Spice Islands Violence Erupts
AMBON, Indonesia (AP) _ New fighting broke out today between Muslims and Christians in Indonesia’s Spice Islands even as soldiers and police confiscated thousands of weapons in an effort to halt the violence.
Fifteen people were killed in a clash today on Halmahera Island in North Maluku province, a local military officer said.
The official Antara news agency reported that three other people were beaten to death in nearby Ternate, 1,600 miles east of Jakarta. The victims were among thousands of people seeking shelter from violence on Halmahera Island that has left 400 dead in the past week, the news agency said.
The atmosphere in the Maluku provincial capital, Ambon, was calm but tense today as security forces searched for weapons.
Ambon’s military chief, Lt. Col. Arif Mardiyanto, said four people had been arrested in the city after being caught with automatic weapons.
The provinces of Maluku and North Maluku, comprising hundreds of islands in eastern Indonesia, were together known as the Spice Islands during Dutch colonial rule.

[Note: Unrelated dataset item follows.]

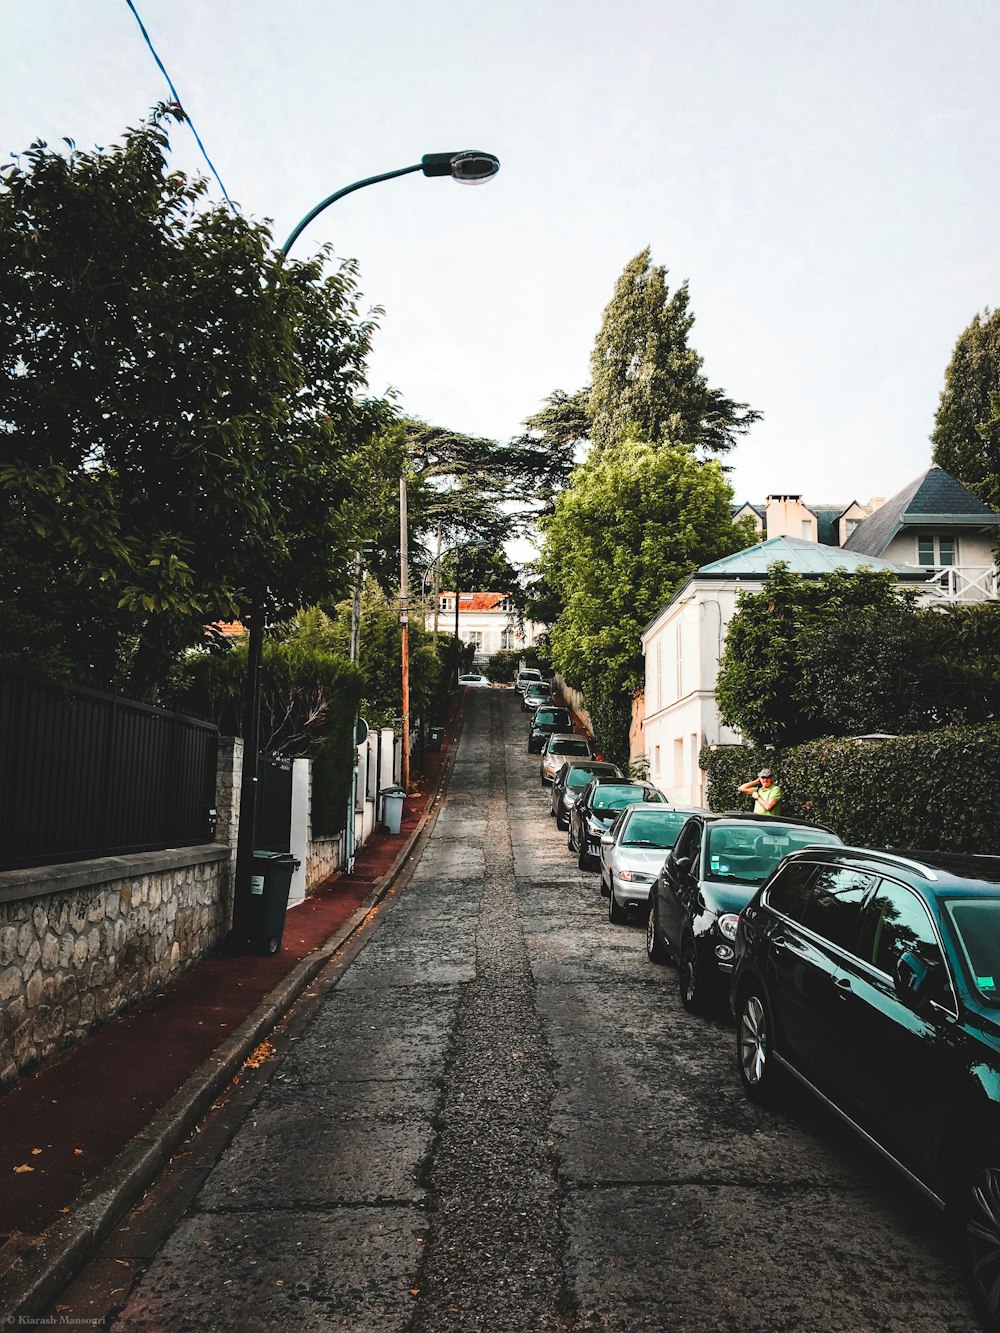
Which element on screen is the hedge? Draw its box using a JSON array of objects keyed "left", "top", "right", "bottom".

About 1,300 people have died in the two provinces since religious fighting first erupted a year ago. Last week’s death toll in the region, estimated at 550, makes it the worst of any religious conflict in Indonesia’s 50-year history as an independent nation.
The bloody feud bodes ill for efforts by new President Abdurrahman Wahid to keep this ethnically and religiously diverse nation of 210 million people from fragmenting.
About 90 percent of Indonesia’s people are Muslims, but Christians are a majority in the Spice Islands.
Although the region used to be touted as a model of interfaith relations, tensions date back to 1950 when the Christians _ many with ties to the Dutch colonial administration _ battled Indonesian troops in a bid to secede.
More recently, animosity between the two groups has been stoked by an influx of Muslim migrants who have taken over the retail and transport businesses, formerly dominated by Christians.
Troops stood guard next to armored personnel carriers throughout Ambon today, watching for any new violence.
``The military sweep will focus on Ambon first before we move to other islands,″ Mardiyanto said.
He said most of the confiscated weapons were homemade, including daggers, pipe bombs, spears, bows and arrows.
Violence in the region subsided temporarily after the army dispatched 2,000 soldiers to assist police and marines.
Brig. Gen. Max Tamaela, chief of the Maluku military district, said two new battalions of army reinforcements arrived today.
The fighting has interrupted normal commerce, and some parts of the Ambon faced shortages of food and other staples. Vendors said there were shortages of rice and cooking oil.
At the city’s main market, a vendor who declined to be identified for fear of retribution said people were unable to bring supplies into the city because they were afraid of being shot.
``Prices have risen as there is very little food,″ the woman said.